Let’s gamble. I will bet you $1,000 that in 10 years’ time any five non replenishing commodities of your choosing will be cheaper.
This is exactly what happened between Julian Simon and Paul Ehrlich between 1980 and 1990.
Biologist Paul Ehrlich is infamous for being wrong. The very first line in his entry on Wikipedia reads, ‘[Ehrlich is] best known for his pessimistic and inaccurate predictions and warnings…’
Famously, Ehrlich wrote the book Population Bomb (1968) predicting mass starvation in the 1970s due to a spiralling population boom in which agricultural output would not be able to meet the growing demand for food.
When the 1970s passed with no such global crisis, Ehrlich did the opposite of what any good scientist would do. Instead of reassessing his perspective and adjusting his model to meet the new data, Ehrlich doubled down. This time, he professed such claims as this:
‘By the year 2000 the United Kingdom will be simply a small group of impoverished islands, inhabited by some 70 million hungry people… If I were a gambler, I would take even money that England will not exist in the year 2000.’
It is 2023, and unless a freak tsunami has emerged in the period between writing and publication, England is very much alive and well. But I digress.
After these comments, enters Julian Simon. Simon was a professor as the University of Maryland specialising in environmental economics. Reading Ehrlich’s ludicrous claims, Simon publicly challenged Ehrlich to a friendly bet.
The conditions were as follows. Ehrlich could choose any five non-government controlled raw materials. Ehrlich picked copper, chromium, nickel, tin, and tungsten. The bet was to last 10 years. Starting from September 1980 through to September 1990.
Ehrlich and Simon bought $200 worth of each commodity on paper. After the 10 years would pass, the loser of the bet would have to pay the winner the difference in price. Ehrlich could have lost $1,000; Simon’s losses could have been infinite.
When 1990 came around, Ehrlich mailed a cheque of $576.07 to Simon. Simon was right on all three commodities. The average price of the commodities fell by around 30 per cent.

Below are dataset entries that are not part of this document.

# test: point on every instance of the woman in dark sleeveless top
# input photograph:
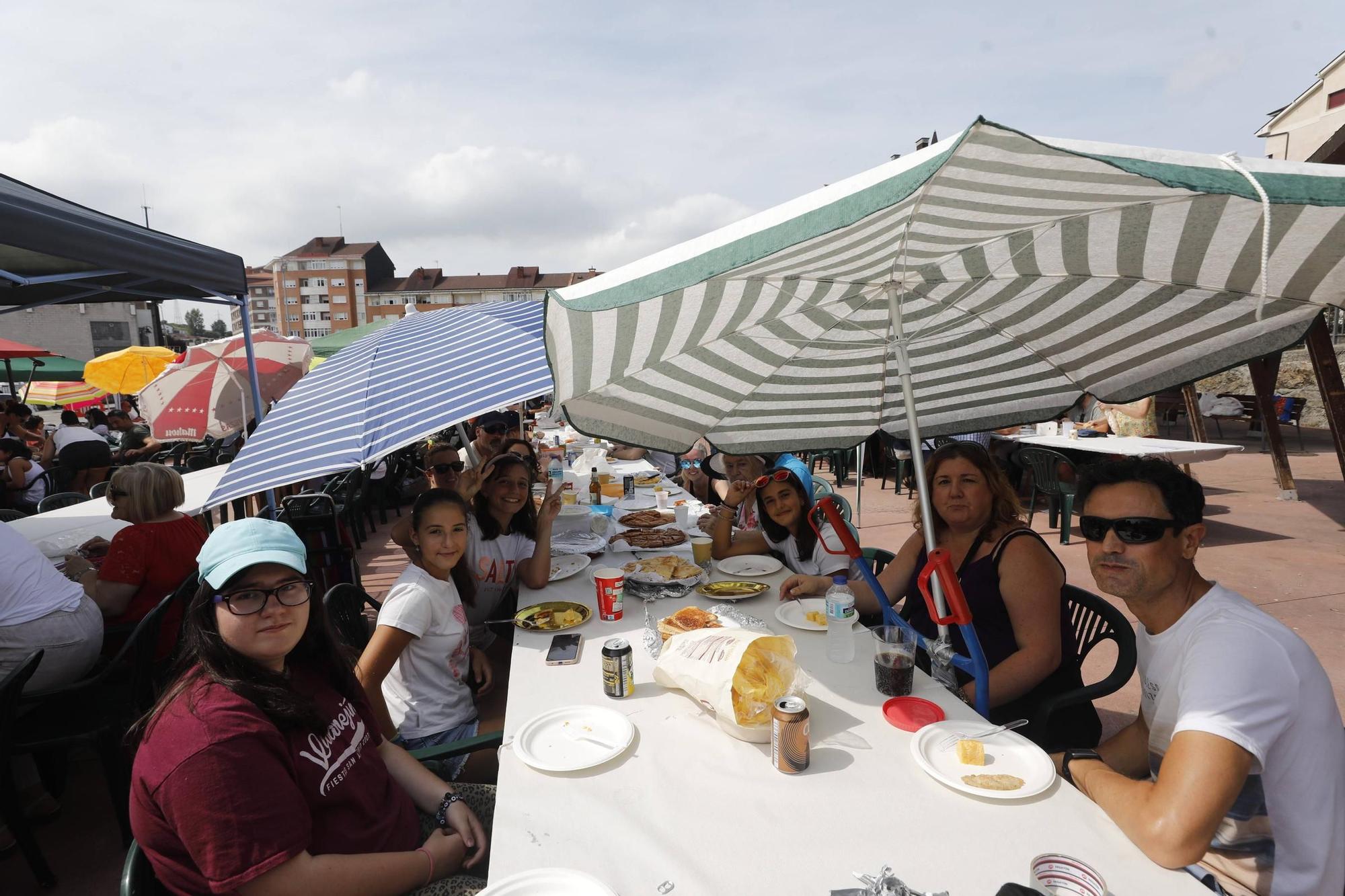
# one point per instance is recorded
(1013, 587)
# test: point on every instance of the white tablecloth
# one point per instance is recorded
(1176, 451)
(688, 803)
(63, 530)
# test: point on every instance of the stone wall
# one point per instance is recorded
(1296, 378)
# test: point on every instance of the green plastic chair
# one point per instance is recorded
(1046, 467)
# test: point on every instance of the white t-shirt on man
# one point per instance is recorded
(1229, 669)
(496, 565)
(71, 435)
(426, 690)
(820, 563)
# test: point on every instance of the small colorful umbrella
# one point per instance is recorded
(209, 395)
(68, 395)
(128, 370)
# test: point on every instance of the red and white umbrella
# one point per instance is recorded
(208, 392)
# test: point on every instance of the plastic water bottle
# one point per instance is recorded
(840, 620)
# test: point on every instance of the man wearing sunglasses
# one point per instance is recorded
(1235, 767)
(492, 431)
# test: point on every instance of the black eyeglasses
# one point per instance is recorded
(1133, 530)
(254, 600)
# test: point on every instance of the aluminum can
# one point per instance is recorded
(789, 735)
(611, 587)
(618, 667)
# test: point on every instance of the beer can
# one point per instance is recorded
(789, 735)
(618, 667)
(611, 587)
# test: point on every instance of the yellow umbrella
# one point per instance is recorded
(128, 370)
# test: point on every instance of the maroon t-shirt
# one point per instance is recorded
(220, 795)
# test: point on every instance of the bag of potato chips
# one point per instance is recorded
(735, 673)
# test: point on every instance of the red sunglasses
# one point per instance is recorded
(779, 475)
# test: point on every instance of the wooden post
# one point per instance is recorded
(1265, 372)
(1194, 419)
(1327, 366)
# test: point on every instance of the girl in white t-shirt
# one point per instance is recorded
(509, 541)
(419, 659)
(783, 510)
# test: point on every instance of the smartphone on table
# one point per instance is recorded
(564, 651)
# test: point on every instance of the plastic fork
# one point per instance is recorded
(952, 740)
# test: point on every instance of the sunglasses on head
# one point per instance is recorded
(1133, 530)
(779, 475)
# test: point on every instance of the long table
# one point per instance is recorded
(691, 805)
(1176, 451)
(69, 528)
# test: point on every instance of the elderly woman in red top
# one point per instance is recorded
(262, 768)
(147, 560)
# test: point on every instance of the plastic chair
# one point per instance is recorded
(1046, 467)
(98, 710)
(138, 874)
(61, 499)
(11, 810)
(1093, 620)
(345, 607)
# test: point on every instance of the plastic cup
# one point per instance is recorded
(894, 659)
(701, 551)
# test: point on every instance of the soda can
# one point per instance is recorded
(789, 735)
(618, 667)
(611, 584)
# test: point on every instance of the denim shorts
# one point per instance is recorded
(454, 764)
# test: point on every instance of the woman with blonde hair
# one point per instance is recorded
(146, 561)
(1013, 584)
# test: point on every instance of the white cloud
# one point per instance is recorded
(353, 87)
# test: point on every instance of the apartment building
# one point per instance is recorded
(262, 302)
(1312, 128)
(430, 288)
(322, 286)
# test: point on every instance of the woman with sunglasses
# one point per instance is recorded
(783, 510)
(147, 560)
(262, 768)
(418, 662)
(1013, 584)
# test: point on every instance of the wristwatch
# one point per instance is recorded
(442, 815)
(1071, 755)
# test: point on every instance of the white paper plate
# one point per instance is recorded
(792, 614)
(568, 565)
(748, 565)
(544, 744)
(549, 881)
(1007, 754)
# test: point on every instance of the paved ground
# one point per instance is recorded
(1286, 556)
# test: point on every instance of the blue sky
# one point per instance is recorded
(576, 135)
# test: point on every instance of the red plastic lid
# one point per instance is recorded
(911, 713)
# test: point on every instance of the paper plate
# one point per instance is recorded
(792, 614)
(544, 743)
(1007, 754)
(549, 881)
(568, 565)
(750, 565)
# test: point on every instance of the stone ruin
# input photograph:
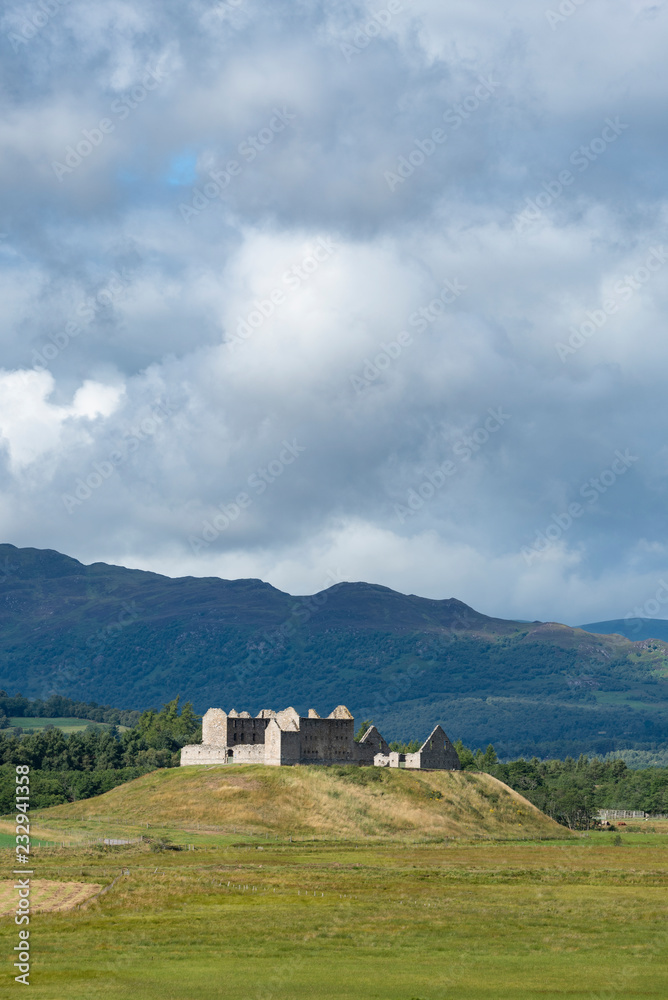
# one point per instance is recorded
(286, 738)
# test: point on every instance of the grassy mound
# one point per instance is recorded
(349, 802)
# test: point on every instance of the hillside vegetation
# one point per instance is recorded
(124, 636)
(348, 802)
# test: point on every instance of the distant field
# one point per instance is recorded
(68, 725)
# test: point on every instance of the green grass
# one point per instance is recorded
(345, 905)
(68, 725)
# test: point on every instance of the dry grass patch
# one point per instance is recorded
(47, 896)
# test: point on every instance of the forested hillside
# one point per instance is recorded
(132, 639)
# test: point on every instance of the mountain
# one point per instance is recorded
(633, 628)
(133, 639)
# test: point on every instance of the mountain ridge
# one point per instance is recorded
(133, 638)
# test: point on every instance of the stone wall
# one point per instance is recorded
(248, 753)
(327, 741)
(214, 727)
(281, 747)
(437, 752)
(372, 743)
(242, 730)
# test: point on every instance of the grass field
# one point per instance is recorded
(389, 916)
(68, 725)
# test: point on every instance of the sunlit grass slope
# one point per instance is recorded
(316, 801)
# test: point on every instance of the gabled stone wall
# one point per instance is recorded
(280, 738)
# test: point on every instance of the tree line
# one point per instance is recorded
(81, 765)
(84, 764)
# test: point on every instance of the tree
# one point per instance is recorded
(364, 727)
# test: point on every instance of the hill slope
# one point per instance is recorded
(315, 801)
(134, 639)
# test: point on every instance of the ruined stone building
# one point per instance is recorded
(288, 738)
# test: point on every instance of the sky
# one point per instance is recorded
(313, 292)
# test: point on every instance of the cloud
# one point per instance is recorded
(304, 297)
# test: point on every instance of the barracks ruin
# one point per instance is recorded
(284, 738)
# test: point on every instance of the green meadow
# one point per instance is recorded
(500, 915)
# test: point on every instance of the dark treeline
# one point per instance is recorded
(57, 707)
(572, 791)
(66, 768)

What Simon had predicted would happen came true. Human ingenuity prevailed. In the case of the metals, the total supply of three increased (thus reducing the price) and alternative uses and substitutes emerged. Tin was replaced by aluminium. Chromium had better smelting techniques.
Ehrlich’s Malthusian nightmare is yet to come to pass. When reflecting, Ehrlich has refused to admit he was wrong. Considering England still exists (much to the grumblings of the Scots, the Irish, the Welsh, the French…) or that global population has more than doubled since Population Bomb was written, Ehrlich could be a bit humbler. Instead, Ehrlich has never admitted that he was wrong about his predictions. Despite, in so far as I can tell, none having become true.
In a tweet from January 4, 2023, Ehrlich still maintains he was right.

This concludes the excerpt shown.